- Born: July 24, 1942 (age 84) Palmdale, California, U.S.

NASCAR Cup Series career
- 9 races run over 4 years
- Best finish: 67th (1972)
- First race: 1971 Winston Golden State 400 (Riverside)
- Last race: 1974 Tuborg 400 (Riverside)
| Wins | Top tens | Poles |
| 0 | 0 | 0 |

ARCA Menards Series West career
- 44 races run over 4 years
- Best finish: 15th (1972, 1974)
- First race: 1971 Winston Golden State 400 (Riverside)
- Last race: 1974 Ascot 100 (Gardena)
- First win: 1971 Orange Show 150 (Orange Show)
| Wins | Top tens | Poles |
| 1 | 13 | 0 |

Champ Car career
- 3 races run over 2 years
- Best finish: 55th (1969, 1970)
- First race: 1969 Golden State 100 (Sacramento)
- Last race: 1970 Golden State 100 (Sacramento)
| Wins | Podiums | Poles |
| 0 | 0 | 0 |

= Johnny Anderson (racing driver) =

American racing driver (born 1942)

Johnny Anderson (born July 24, 1942) is an American former professional racing driver. He competed in the USAC Champ Car Series from 1969 to 1970 and the NASCAR Winston Cup Series and NASCAR Winston West Series from 1971 and 1974. He also competed in multiple forms of dirt racing.

== Racing career ==
Anderson began racing when his father purchased a quarter midget at an auto auction before moving to a half midget at around 10 to 12 years old and a micro midget at age 15, scoring rookie of the year in everything he ran. He began racing hardtop cars at West Capital Raceway and Hughes Stadium in 1961 at the age of 16. He would move to supermodifieds after hardtops. Anderson first began racing sprint cars in 1966, often traveling to Ascot Park, a track he would take the qualifying record for midget racing from A. J. Foyt at. Anderson made his USAC Champ Car debut at the California State Fairgrounds Race Track in 1969, finishing eighth; he failed to qualify at Phoenix International Raceway. He would return to the series at Phoenix in 1970, finishing twentieth after a crash with Gary Bettenhausen, who blamed the accident on Anderson on national TV, ultimately costing him a shot at running the Indianapolis 500. He returned to the California State Fairgrounds later in the season, finishing 12th despite retiring with fuel pump issues.

Anderson began competing in NASCAR in 1971, simultaneously making his NASCAR Winston Cup Series and NASCAR Winston West Series debut in the Winston Golden State 400 at Riverside International Raceway, finishing 29th due to engine issues. He would make nine more Winston West starts, scoring a win at Orange Show Speedway in his third career start as well as four other top-tens, including a runner-up finish at San Gabriel Valley Speedway. Anderson ran fourteen races in 1972 but was only able to score two top-tens. This schedule included three combination races with the Winston Cup Series, where he finished 19th and 27th in the races at Riverside and 17th at Ontario Motor Speedway; he also competed at Texas World Speedway and finished 42nd due to engine issues.
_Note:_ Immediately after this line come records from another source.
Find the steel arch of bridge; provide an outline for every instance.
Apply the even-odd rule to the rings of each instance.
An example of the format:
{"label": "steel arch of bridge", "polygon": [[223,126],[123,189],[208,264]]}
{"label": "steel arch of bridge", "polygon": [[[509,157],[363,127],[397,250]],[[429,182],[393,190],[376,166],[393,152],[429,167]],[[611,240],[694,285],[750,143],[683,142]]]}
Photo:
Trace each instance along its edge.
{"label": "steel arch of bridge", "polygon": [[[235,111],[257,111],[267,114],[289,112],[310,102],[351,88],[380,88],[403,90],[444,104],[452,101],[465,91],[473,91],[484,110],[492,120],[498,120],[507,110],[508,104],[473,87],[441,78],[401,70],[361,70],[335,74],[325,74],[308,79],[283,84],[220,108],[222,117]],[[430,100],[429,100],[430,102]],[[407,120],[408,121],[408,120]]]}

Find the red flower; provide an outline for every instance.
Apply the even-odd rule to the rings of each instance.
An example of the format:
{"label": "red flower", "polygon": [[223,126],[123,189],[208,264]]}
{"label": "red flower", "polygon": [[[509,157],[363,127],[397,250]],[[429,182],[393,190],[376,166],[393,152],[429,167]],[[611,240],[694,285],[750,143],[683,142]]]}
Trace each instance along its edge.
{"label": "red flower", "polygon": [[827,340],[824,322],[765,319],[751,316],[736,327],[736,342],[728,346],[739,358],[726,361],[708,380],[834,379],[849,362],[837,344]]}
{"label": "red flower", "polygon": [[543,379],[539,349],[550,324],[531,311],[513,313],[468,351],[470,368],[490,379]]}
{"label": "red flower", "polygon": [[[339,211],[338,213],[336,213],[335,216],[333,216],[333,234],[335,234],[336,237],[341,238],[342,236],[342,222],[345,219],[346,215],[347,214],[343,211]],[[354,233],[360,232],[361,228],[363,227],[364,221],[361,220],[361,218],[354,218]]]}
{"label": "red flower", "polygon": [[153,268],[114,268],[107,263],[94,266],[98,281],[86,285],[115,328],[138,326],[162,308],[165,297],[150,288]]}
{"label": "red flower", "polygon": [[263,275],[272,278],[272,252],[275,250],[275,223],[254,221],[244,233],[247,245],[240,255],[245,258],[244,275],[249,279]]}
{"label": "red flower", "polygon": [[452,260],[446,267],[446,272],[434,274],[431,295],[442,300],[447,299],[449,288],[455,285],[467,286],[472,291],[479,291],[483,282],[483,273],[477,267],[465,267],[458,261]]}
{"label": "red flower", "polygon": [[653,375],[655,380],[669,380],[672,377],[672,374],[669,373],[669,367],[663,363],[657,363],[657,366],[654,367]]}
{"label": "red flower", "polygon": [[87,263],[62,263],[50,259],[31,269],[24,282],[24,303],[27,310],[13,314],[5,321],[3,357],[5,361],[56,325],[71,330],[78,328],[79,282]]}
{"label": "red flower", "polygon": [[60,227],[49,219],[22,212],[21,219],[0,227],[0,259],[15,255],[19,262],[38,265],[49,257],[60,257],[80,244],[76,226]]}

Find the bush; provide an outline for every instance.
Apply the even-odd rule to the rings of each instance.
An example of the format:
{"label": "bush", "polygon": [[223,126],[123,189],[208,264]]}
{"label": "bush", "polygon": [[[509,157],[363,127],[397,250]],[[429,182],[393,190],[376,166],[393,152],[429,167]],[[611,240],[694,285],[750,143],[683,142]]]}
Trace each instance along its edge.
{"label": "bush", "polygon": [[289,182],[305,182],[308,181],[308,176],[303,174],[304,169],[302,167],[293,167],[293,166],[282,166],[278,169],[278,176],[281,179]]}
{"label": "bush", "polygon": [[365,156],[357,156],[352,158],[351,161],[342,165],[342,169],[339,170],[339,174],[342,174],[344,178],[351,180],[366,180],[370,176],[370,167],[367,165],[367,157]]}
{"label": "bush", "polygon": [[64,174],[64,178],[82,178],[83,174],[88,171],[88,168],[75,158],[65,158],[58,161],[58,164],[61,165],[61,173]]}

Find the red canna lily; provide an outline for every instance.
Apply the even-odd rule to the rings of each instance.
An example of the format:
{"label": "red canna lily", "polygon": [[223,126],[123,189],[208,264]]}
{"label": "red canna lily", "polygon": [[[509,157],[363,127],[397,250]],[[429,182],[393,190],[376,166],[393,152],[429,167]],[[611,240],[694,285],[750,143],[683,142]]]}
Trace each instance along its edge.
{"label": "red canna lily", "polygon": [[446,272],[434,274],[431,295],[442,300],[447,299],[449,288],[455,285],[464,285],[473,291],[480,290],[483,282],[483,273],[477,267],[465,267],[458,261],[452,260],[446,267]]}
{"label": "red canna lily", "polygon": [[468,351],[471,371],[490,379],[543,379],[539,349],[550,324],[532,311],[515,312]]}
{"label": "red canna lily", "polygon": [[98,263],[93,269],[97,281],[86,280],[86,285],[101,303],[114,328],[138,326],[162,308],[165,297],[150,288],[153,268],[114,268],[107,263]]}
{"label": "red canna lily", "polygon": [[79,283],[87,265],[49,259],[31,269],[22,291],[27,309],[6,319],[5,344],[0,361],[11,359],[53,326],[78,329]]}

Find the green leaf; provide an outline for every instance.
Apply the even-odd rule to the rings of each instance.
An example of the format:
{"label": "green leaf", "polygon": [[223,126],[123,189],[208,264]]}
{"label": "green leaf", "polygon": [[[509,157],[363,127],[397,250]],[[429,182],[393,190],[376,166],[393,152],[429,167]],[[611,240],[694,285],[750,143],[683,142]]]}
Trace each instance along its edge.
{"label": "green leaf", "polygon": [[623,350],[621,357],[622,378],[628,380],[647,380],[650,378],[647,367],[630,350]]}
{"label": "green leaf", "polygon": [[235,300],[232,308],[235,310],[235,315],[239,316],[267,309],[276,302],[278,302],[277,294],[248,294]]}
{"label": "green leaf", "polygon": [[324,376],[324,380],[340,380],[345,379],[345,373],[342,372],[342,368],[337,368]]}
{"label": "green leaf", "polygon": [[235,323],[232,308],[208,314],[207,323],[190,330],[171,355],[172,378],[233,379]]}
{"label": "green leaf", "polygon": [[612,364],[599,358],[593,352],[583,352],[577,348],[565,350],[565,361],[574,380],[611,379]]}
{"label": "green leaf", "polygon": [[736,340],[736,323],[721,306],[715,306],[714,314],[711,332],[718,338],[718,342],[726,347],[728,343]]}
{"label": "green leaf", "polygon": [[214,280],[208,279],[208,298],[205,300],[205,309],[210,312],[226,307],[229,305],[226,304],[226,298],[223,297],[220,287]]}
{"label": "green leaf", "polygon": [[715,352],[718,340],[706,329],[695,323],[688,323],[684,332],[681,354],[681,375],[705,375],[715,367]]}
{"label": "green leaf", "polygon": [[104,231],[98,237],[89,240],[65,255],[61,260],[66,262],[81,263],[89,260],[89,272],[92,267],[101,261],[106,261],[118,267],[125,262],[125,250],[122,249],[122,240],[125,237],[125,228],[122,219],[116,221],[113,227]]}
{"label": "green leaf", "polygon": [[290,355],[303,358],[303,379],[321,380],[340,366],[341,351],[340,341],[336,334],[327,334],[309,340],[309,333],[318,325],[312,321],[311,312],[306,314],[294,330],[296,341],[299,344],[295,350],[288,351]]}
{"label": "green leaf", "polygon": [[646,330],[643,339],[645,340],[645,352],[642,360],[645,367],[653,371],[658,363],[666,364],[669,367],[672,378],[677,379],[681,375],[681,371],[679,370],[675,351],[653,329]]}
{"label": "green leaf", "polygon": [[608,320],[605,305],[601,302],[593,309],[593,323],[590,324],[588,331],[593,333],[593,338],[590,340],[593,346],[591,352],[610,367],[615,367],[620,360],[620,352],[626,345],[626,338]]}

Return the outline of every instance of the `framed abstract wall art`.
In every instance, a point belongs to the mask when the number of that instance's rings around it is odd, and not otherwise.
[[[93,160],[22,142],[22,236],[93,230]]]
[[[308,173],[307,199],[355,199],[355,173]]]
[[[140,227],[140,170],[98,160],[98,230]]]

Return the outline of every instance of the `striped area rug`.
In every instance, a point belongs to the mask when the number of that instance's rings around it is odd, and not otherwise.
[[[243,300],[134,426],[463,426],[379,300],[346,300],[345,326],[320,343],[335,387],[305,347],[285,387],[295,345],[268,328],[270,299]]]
Anderson only made one Winston West start in 1973, finishing 14th at Orange Show. He ran the Winston Cup races at Riverside, finishing 28th and 21st. Anderson's final year in NASCAR was 1974, where he ran a career-high 19 Winston West races, scoring six top-tens. In the combination races at Riverside, he finished 20th and 28th.

Anderson introduced American sprint car racing to Australia, bringing the first American sprint car to the country in 1972. Promoters in New Zealand saw Anderson running the car and he would spend weeks racing sprint cars, midgets, and stock cars in the country. Anderson also introduced power steering to west coast short track racing around 1976, the same year he won the Northern Auto Racing Club (NARC) championship. Anderson made at least ten starts in the World of Outlaws Sprint Car Series in 1978, scoring a win at Calistoga Speedway. He made at least 33 starts in 1979, scoring twenty top-tens and three wins. He finished tenth in the standings. In 12 races in 1980, Anderson scored seven top-tens and his final World of Outlaws win at Silver Dollar Speedway. On November 3, 1980, Anderson was involved in a bad sprint car wreck at Corona Speedway that put him in a coma for around two and a half weeks. Newspapers pronounced him dead. Anderson has stated he has no memory of the accident or his last World of Outlaws win. Anderson returned to Silver Dollar Speedway in 1983 for his final World of Outlaws attempt but failed to qualify. He began running a midget car again in 1984, finishing 11th in BCRA points. Anderson would reunite with former classmate Brenda at their 25th high school reunion as Anderson was making his comeback in racing. They would later become a couple and marry; Brenda did not want Johnny to get injured again and he would ultimately retire. He made a brief NARC return in 1993, finishing 18th twice.